5.3 Communication Restrictions

Do not use Ethernet or Modbus Plus to connect I/O modules

Prohibit the use of distributed I/O or fieldbus I/O

Allow Ethernet/Modbus Plus to be used for communication between PLCs or PLC-HMI, but read can only be for unlimited memory areas

6. Safety time and performance calculation

6.1 Process Safety Time (PST) and System Response Time

PST refers to the time window from the occurrence of equipment failure to the occurrence of hazardous events. The system response time must be less than PST, and its calculation formula is:

System response time=PLC response time+sensor time+actuator time

PLC response time=CPU response time+input module time+output module time

CPU response time=(2+N_CRC) x CPU cycle time

Among them, N_CRC is the maximum allowed number of consecutive CRC errors (1-3).

6.2 Maximum CPU cycle time calculation

When considering secure peer-to-peer communication, the maximum CPU cycle time must meet:

(1+N_CRC) x Max (CPU-sender cycle time)+Max (CPU-receiver cycle time)<PST - ∑ each link time

The timeout of the output module must be greater than the CPU cycle time to ensure that the safe state can be triggered in a timely manner in case of failure.

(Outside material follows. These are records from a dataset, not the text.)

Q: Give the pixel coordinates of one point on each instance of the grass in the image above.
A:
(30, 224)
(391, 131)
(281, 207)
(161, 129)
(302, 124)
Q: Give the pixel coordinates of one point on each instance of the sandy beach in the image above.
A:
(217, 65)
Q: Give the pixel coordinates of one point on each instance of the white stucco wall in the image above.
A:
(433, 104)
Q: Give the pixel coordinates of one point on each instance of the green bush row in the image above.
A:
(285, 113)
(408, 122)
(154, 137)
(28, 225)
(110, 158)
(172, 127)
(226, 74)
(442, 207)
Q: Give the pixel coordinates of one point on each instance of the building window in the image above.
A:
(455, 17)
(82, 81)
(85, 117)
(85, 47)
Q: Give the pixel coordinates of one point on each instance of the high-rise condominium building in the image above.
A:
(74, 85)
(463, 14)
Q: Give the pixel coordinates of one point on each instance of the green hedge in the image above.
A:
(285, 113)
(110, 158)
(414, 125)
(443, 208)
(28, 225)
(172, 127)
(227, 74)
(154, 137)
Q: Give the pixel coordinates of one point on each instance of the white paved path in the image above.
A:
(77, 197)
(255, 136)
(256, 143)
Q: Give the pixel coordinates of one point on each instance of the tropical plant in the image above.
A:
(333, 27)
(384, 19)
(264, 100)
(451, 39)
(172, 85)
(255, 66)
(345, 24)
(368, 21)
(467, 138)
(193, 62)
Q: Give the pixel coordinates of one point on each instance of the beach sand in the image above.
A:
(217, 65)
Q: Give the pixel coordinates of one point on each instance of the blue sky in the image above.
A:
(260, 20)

7. Configuration List and Implementation Suggestions

The manual provides multiple checklists covering configuration, programming, I/O modules, secure peer-to-peer communication, and operation and maintenance. Key recommendations include:

Use authenticated security and non-interference modules

Each rack is equipped with dual power supplies

Redundant I/O modules should be distributed in different remote stations

Enable all warning options during programming and review them one by one

Regularly backup projects and test recovery processes

Follow T Ü V documentation for maintenance and mandatory operations

8. Industry specific requirements

8.1 Fire and Gas System

Must comply with EN 54 standard, requirements:

Detect open/short circuits in the circuit and sound an alarm

power redundancy

Analog input requires monitoring of ground faults (leakage current), usually achieved through shunt resistors and grounding devices

8.2 Emergency Shutdown and Burner Management

The safety status is in power-off state. The burner system must comply with EN 298, ensuring that the entire time from detection to safe shutdown does not exceed 1 second, and the on-site power supply must be a 20-25 VDC regulated power supply.